Sometimes it's so hard to blog, like when you don't have the internet at your house. But maybe it's harder once you get it? Ever since the internet touched down here on Jubilee Street, I don't think I have done a blog entry.
The last couple of weeks have been filled with lots of good times and some not so wonderful.
My high was having time to myself on the Wednesday of last week. With my time, I decided to go it alone on my bike down the canal, except I wasn't really alone because I had Peanut. We rode through Stepney Green up Ben Johnson Road (the only place I really had to brave car traffic) and down to the Canal (Regents). I cruised at a very relaxing pace while Peanut ran behind me. My planned destination was a coffee shop on par with Ritual in SF but we stopped at Victoria Park (the definition of gorgeousness) for a little bit on the way and then continued. Peanut sat with me inside the cafe while I read the newspaper for an hour and then we walked to London Fields across the street and played catch. (I cannot get enough of the autumn leaves here, not to mention the smell of the leaves and the grass together.) Then it was back down the canal, around Victoria Park and home again. The only thing that would have made my day better would be flannel lined jeans.
The low came this week when I was looking into nursing schools and I turned up some information that I feared I might. Basicially it is impossible for me to get a nursing education here. All the nursing programs are run through the NHS which fully funds the education of its students. I don't have access because I would have to be a resident for 3 years and that would be 8 more years for me since you can only apply for residency after 5 years of living here. Not a huge deal if they'd just let me pay. But NO. It does NOT and will not allow me to pay to get a nurse's education here. This was confirmed over and over again by several people though a managing nurse and doctor who I am acquainted with had no idea that this was true. Apparently the system was different years ago and you could pay. I don't know what to make of this situation since I had been counting on being ABLE to take some nursing classes. Yesterday, on the phone with someone with NHS, I received information that there are actually very, very few spots that are incredible hard to get for those who want to self-fund their nursing school in the country but they are very difficult to find. Hmmmmmm.......Do I feel like hunting for those spots?
This was a downer and it didn't help that I paid 17 pounds and 52 pence (basically $36) to send my parents 6 dollars of cookies the day after. Apparently since the clerk had already printed out the postage even though I hadn't paid for it yet,it was irrevocable. Rather than go to jail or look like a cultural moron, I capitulated after an ernest objection. (Sorry Ken, if you thought there was any hope I would actually send you those digestives, you can forget it now.)

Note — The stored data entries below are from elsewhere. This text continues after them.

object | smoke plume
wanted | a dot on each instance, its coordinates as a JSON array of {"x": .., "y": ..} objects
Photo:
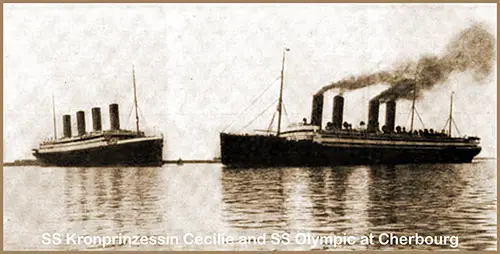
[{"x": 473, "y": 49}]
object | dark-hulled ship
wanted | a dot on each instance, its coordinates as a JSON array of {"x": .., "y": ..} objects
[
  {"x": 308, "y": 144},
  {"x": 113, "y": 147}
]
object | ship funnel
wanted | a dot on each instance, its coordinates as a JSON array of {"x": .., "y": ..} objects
[
  {"x": 338, "y": 111},
  {"x": 390, "y": 115},
  {"x": 96, "y": 119},
  {"x": 317, "y": 110},
  {"x": 373, "y": 111},
  {"x": 80, "y": 122},
  {"x": 67, "y": 126},
  {"x": 114, "y": 116}
]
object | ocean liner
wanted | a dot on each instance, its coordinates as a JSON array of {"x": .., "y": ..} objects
[
  {"x": 113, "y": 147},
  {"x": 308, "y": 144}
]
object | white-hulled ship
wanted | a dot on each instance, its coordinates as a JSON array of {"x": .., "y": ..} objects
[
  {"x": 307, "y": 144},
  {"x": 113, "y": 147}
]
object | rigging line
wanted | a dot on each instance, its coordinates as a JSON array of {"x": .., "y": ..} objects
[
  {"x": 444, "y": 127},
  {"x": 271, "y": 124},
  {"x": 419, "y": 118},
  {"x": 248, "y": 107},
  {"x": 128, "y": 117},
  {"x": 286, "y": 113},
  {"x": 456, "y": 127},
  {"x": 260, "y": 114}
]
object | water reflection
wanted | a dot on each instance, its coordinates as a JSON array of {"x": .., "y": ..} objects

I can't believe how utterly powerless I felt with the rejection from nursing. I wasn't even dead set on it but I always counted it an option and it seemed like a good plan. I am reassured that God is in control and I know that he brought us here so perfectly and smoothly and don't doubt this is where we are supposed to be but it was hard to get my mind around the fact that this willing, paying adult could not have the choice to go to nursing school anywhere in the UK. (My friend Scott facetiously says it is "another reason to hate nationalized health care.") It made me think about the position that other people are put in on regular basis--infertility, terrible political situations, not knowing where your children are when your country's at war, bad health, etc. That gave me a bit of perspective but also a touch of empathy for people in those situations in a way.
Anyways, interesting journey this week. And on my bad day, D's computer bit the dust. However, it is under warranty and the hard drive is currently being replaced free of charge.
2 comments:
Sorry I harassed you about not blogging frequently enough. I love hearing your thoughts and your take on your new life in London. Love you!
I am upset, too, to hear this news about nursing. It does bring things into perspective but it's wrong as far as a future in an area where there is always need so there should always be possibility! I pray for an unexpected path opens up for you towards your dreams.